Only if you want 3D graphics card support or working suspend-to-RAM.

----------

## Matias Jose Seco

 *Ant P. wrote:*   

> Only if you want 3D graphics card support or working suspend-to-RAM.

 

From build log, i see it compiled 'drivers/acpi/container.o', and (possibly) for the latter 'drivers/base/dma-buf.o': 

so this means that it compiled them even if i haven't enabled Experimental Drivers? (if so it shouldn't impact, right?)

-----------------

 *Matias Jose Seco wrote:*   

> 
> 
> Nevertheless, i've noted that i've enabled "Development/Incomplete Drivers" option.
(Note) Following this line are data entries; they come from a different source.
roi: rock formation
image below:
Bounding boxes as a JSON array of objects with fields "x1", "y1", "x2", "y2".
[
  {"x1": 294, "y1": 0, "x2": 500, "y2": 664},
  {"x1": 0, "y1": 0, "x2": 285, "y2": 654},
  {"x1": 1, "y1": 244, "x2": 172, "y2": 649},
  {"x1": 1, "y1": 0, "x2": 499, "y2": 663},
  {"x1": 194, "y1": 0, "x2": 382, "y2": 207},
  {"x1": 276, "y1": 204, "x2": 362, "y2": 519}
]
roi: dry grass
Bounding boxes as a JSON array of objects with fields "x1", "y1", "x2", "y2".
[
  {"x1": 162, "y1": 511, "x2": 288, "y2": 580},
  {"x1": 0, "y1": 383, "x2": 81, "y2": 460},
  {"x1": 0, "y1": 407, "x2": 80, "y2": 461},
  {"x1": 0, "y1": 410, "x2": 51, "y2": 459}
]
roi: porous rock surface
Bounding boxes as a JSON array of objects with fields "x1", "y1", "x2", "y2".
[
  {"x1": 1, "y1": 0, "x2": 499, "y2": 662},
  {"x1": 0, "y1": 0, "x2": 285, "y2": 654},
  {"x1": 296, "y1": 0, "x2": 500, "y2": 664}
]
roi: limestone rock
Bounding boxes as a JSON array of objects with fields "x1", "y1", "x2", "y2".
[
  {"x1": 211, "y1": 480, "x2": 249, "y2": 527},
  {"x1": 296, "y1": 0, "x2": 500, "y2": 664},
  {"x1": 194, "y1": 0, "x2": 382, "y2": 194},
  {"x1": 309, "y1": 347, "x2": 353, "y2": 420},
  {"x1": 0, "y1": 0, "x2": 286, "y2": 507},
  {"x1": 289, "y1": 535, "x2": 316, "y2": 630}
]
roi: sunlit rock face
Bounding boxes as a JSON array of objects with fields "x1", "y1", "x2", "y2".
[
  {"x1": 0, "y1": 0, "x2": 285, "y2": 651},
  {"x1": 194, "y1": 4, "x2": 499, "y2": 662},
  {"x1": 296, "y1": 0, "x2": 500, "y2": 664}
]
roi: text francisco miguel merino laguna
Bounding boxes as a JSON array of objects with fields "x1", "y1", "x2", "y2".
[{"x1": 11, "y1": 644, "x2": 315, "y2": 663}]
So now i've disable it (hiding+disabling several options), and i've got rid of "Missing Free Firmware" and "battery (dis)charge bug" messages (letting me use native SMBus option without I/O Conflict). 

 

This guess was just wrong: because i didn't performed 'make clean' before re-compiling, no modules where loading anymore (modprobing it feedbacks 'invalid module format'), as so battery (dis)charge was not issued, and same for IO Conflict (Resolved Switching again back to ACPI SMBus Option).

Fortunately, "Free firmware missing" warns didn't appear anymore, probably because i builted in microcode support (which was Modularized)

-----------------

IMPORTANT:

About brightness issue, blank screen after boot is fixed by builting-in every needed Graphics Related Option:

- Drivers Graphics Section

- Power Management/ACPI Section

- HW Monitoring Support

- Volt. & Curr. Regulator Section

- And Maybe some others (eg. X86 Platform Specific Drivers Section)

[nevertheless, if a fetaure is needed all the time, is better builted-in than listing all modules to load]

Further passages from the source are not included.